Responsibilities include conceptualizing and designing robust NLP solutions and LLM agents tailored to specific business needs, with a focus on user experience, interactivity, latency, failover, and functionality.
The engineer will write, test, and maintain clean, efficient, and scalable code for NLP models and LLM agents, with a strong emphasis on Python programming.
Performance monitoring, optimization, and maintenance of NLP solutions and LLM agents will be key tasks, including implementing model explainability and handling model drift.
The role involves developing comprehensive monitoring and logging solutions for LLM agents to track performance, errors, and usage patterns, as well as setting up alerting mechanisms for anomalies.
Proactive identification, diagnosis, and resolution of issues related to LLM models, including model inaccuracies and performance bottlenecks, will be required.
Staying updated with advancements in NLP and LLM technologies, experimenting with new techniques, and maintaining a proactive approach to learning are essential aspects of the role.
Requirements:
Candidates must have 1-2 years of experience in fine-tuning LLMs and deploying LLM agents, with practical experience in AWS Bedrock, OpenAI Function Calling, and other relevant platforms.
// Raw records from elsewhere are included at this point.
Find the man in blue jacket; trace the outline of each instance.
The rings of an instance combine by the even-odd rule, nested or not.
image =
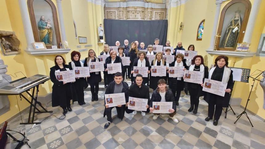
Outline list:
[[[178,123],[177,118],[175,116],[176,112],[176,102],[172,92],[166,87],[166,83],[164,79],[160,79],[157,82],[158,87],[154,91],[152,97],[149,103],[149,109],[150,113],[153,113],[153,102],[173,102],[172,108],[169,110],[170,112],[169,117],[176,123]],[[154,113],[153,119],[156,119],[160,115],[160,113]]]

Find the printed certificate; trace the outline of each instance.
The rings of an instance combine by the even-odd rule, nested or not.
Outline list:
[[[153,102],[153,113],[170,113],[173,105],[173,102]]]
[[[166,66],[152,66],[152,76],[153,77],[166,76]]]
[[[120,62],[108,64],[108,74],[113,74],[117,72],[121,72],[121,63]]]
[[[124,93],[105,94],[105,100],[106,104],[108,105],[109,107],[126,104]]]
[[[183,77],[184,76],[184,66],[169,67],[169,77]]]
[[[227,85],[226,83],[206,78],[202,91],[224,97]]]
[[[133,76],[135,77],[137,74],[141,74],[143,77],[147,77],[148,75],[148,67],[133,66]]]
[[[129,97],[128,109],[137,111],[146,111],[146,105],[148,101],[147,99]]]
[[[75,78],[82,78],[90,76],[89,67],[74,67],[74,70]]]
[[[184,81],[194,83],[202,84],[204,72],[197,71],[185,70]]]

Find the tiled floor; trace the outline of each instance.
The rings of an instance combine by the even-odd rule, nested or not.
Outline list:
[[[73,111],[68,112],[63,120],[50,117],[27,133],[31,148],[265,148],[264,123],[248,113],[254,127],[245,115],[234,124],[236,118],[230,111],[226,119],[223,112],[218,125],[215,126],[212,120],[204,120],[207,114],[207,103],[201,100],[198,113],[194,115],[188,112],[190,103],[189,97],[186,96],[180,99],[177,107],[178,123],[166,115],[154,120],[153,114],[143,117],[140,112],[135,115],[125,113],[121,121],[115,117],[116,112],[114,108],[113,123],[105,130],[104,92],[100,91],[98,102],[91,102],[90,94],[86,91],[87,103],[81,106],[74,103],[71,106]],[[243,111],[238,107],[233,107],[236,115]],[[47,108],[54,112],[62,111],[50,105]],[[61,113],[55,115],[59,117]],[[23,117],[26,117],[27,114],[24,112]],[[50,115],[39,114],[35,121],[42,120],[39,119]],[[18,117],[9,124],[20,121]],[[27,131],[31,126],[27,128]],[[25,127],[18,124],[8,128],[20,131]],[[16,144],[9,139],[6,148],[14,148]]]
A proven track record of developing high-quality, efficient Python code is required, including experience with advanced Python features and best practices.
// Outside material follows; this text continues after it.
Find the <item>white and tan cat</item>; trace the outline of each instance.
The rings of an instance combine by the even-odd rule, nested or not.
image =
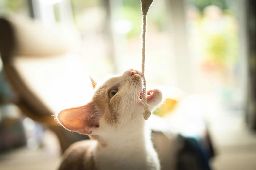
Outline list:
[[[90,102],[63,110],[60,123],[94,140],[72,145],[64,153],[60,170],[159,170],[151,131],[143,118],[141,75],[133,69],[98,85]],[[152,111],[162,101],[158,90],[148,91]]]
Experience in integrating open-source and commercial NLP models and LLM agents, as well as developing and evaluating prompt engineering techniques, is necessary.
Strong skills in developing models and agents on cloud platforms, particularly AWS, and implementing serverless architectures are essential.
Expertise in debugging and fixing issues related to LLMs, including identifying root causes of errors and optimizing system performance, is required.
Strong development experience in production implementation of LLM-based agent monitoring is necessary.
Excellent written and verbal communication skills in English are required, with the ability to present technical concepts clearly to teams and clients.
Experience using CI/CD pipelines with AWS services for automated testing and deployment of NLP solutions is essential.
Working experience in CI/CD solutions utilizing AWS services such as Code Commit, Code Build, and Code Pipeline is required.
Benefits:
The position offers health insurance, paid time off (PTO), and leave time.
Ongoing paid professional training and certifications are provided to enhance skills.
There is a fully remote work opportunity available for this role.
A strong onboarding and training program is in place to support new employees.